Anyway he was right that I was ignoring a serious hypothesis killer. My Hypotheses have not been clearly enough defined. or there are many of them. The guy in Pi would say, restate my assumptions. Before I had a more large scale operation, and today it was reduced to the fact that my IP's dont work and that they are not the best kind of data to be trying to get my hands on. Back to the luciferase I was only doing under the table because he said it was so not promising before. I have not done the normal optimization of the assay because Im always trying to get more complex data. Its a mess though. you have to see how much reagent is to be added. Always. Time and amount. Bio 101. My fault.

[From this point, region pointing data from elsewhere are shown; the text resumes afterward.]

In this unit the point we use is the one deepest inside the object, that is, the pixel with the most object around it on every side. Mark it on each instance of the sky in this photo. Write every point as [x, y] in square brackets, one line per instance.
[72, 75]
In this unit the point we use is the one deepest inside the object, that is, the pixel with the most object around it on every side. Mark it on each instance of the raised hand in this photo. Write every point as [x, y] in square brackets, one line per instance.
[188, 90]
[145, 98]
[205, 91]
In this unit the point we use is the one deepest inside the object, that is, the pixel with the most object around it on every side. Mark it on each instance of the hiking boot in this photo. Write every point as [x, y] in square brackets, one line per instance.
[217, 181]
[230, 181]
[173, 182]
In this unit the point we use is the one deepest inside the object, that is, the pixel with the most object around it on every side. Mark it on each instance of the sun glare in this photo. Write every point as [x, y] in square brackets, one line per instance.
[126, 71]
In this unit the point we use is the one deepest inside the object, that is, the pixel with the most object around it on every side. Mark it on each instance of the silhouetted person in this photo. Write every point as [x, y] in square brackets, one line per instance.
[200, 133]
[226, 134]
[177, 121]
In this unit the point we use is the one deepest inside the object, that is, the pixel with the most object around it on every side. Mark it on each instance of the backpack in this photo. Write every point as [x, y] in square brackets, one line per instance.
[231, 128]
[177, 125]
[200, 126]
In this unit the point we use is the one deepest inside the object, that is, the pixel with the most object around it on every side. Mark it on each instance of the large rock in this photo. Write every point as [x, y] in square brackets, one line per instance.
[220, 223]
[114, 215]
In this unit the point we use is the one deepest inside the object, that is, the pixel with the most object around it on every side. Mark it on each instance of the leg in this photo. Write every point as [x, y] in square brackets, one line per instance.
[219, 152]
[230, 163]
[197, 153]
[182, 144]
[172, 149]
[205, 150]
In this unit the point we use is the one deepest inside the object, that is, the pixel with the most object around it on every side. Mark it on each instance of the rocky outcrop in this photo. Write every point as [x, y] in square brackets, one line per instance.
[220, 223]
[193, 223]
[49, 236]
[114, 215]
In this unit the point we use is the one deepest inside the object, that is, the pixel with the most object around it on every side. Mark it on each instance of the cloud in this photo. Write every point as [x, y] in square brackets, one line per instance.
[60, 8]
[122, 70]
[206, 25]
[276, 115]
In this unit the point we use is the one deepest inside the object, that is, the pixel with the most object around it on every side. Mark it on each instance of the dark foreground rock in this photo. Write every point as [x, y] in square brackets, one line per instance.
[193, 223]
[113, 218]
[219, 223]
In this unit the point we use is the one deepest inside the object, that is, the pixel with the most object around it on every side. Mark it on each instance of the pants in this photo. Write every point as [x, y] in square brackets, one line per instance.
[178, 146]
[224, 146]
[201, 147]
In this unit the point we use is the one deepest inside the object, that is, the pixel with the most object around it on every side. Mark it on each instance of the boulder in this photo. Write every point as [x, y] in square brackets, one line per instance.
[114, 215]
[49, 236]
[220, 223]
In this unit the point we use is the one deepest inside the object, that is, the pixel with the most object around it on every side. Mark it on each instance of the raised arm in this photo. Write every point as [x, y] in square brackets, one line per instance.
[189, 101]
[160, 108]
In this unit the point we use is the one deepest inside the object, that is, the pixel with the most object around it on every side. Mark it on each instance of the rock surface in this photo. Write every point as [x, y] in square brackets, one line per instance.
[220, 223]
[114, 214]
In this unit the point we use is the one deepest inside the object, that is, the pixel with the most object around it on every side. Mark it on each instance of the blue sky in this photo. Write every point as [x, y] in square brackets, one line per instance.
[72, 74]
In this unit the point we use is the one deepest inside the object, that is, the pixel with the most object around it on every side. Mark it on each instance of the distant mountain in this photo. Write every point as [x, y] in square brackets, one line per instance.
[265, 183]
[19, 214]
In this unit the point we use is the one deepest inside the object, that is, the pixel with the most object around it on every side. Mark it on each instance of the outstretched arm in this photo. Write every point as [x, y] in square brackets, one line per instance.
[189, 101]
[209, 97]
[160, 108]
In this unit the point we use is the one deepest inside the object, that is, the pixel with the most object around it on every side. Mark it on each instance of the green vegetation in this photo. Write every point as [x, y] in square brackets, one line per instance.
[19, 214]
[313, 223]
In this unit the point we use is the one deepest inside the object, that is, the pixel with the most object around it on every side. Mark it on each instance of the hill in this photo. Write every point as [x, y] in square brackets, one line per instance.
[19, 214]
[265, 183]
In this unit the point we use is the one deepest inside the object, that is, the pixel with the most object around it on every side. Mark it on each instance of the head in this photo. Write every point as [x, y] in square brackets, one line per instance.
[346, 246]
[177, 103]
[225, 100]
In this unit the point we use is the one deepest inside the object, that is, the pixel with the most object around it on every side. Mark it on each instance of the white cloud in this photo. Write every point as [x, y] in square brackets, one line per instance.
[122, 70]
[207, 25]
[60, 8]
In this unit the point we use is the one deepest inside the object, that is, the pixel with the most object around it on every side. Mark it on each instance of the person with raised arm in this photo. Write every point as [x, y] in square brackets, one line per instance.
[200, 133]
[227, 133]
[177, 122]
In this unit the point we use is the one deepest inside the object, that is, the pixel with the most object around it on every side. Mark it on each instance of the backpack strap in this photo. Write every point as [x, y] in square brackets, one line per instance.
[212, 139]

30% transfection efficiency is too much of a bitch. Yes, breeding is slow but if it is just in a separate folder then it can be handled. I wanted the boss to tell me to do that titration. I wanted him to commit to it, since he is so Obamathon that he wont actually use complete sentences and be quotable. He finally did that. He is doing a good job of talking about chapters that I should be thinking about. In the thesis. Close the book on that shit is the idea. So one paper is a negative. Thats ok. Two papers to graduate, one good one less. So I still dont want to drop my gene but thats because I havent done enough screening to pick a new favorite. I am just getting into this, and I see the patchwork manner in which people analyse the data. There is a new way, which is streamlined and from out of state. Maybe on vacation I can learn it. Then I can come back and see how angry that neverland gets that Im using the competitors process.
On vacation I hope to get the Ninja's cloning manual assembled. Cut long time?, Cut 5ug. Elute the fragments together and ligate in 40ul, then add it all. All bitch. Always seek out the newest technique, the way the new lab doesnt that stuff.
The boss was also right about something like talking to my coworkers. I need to think more about this. Its an age old battle. Im under the gun, the senior student in the lab. I behave like the foreign post docs. I want you youngers and techs to shut the fuck up already. I want people who can talk about their project and believe in what they do. Do not be another yes man for this likely Nobelaureate to be. Have to wow him with that analysis. Going on vacation is a must, I had external reasons for waiting this long and I had lab meeting anyway, but for the love of all things real, I hope that I am able to take a more reasonable break next time I start getting stressed. Its the same old story, stressed for lack of output, you keep working. But the constitution drops and then efficiency drops and pretty soon you are running just to stay in one place. Staying on one place is not whats gonna get me a lab one day.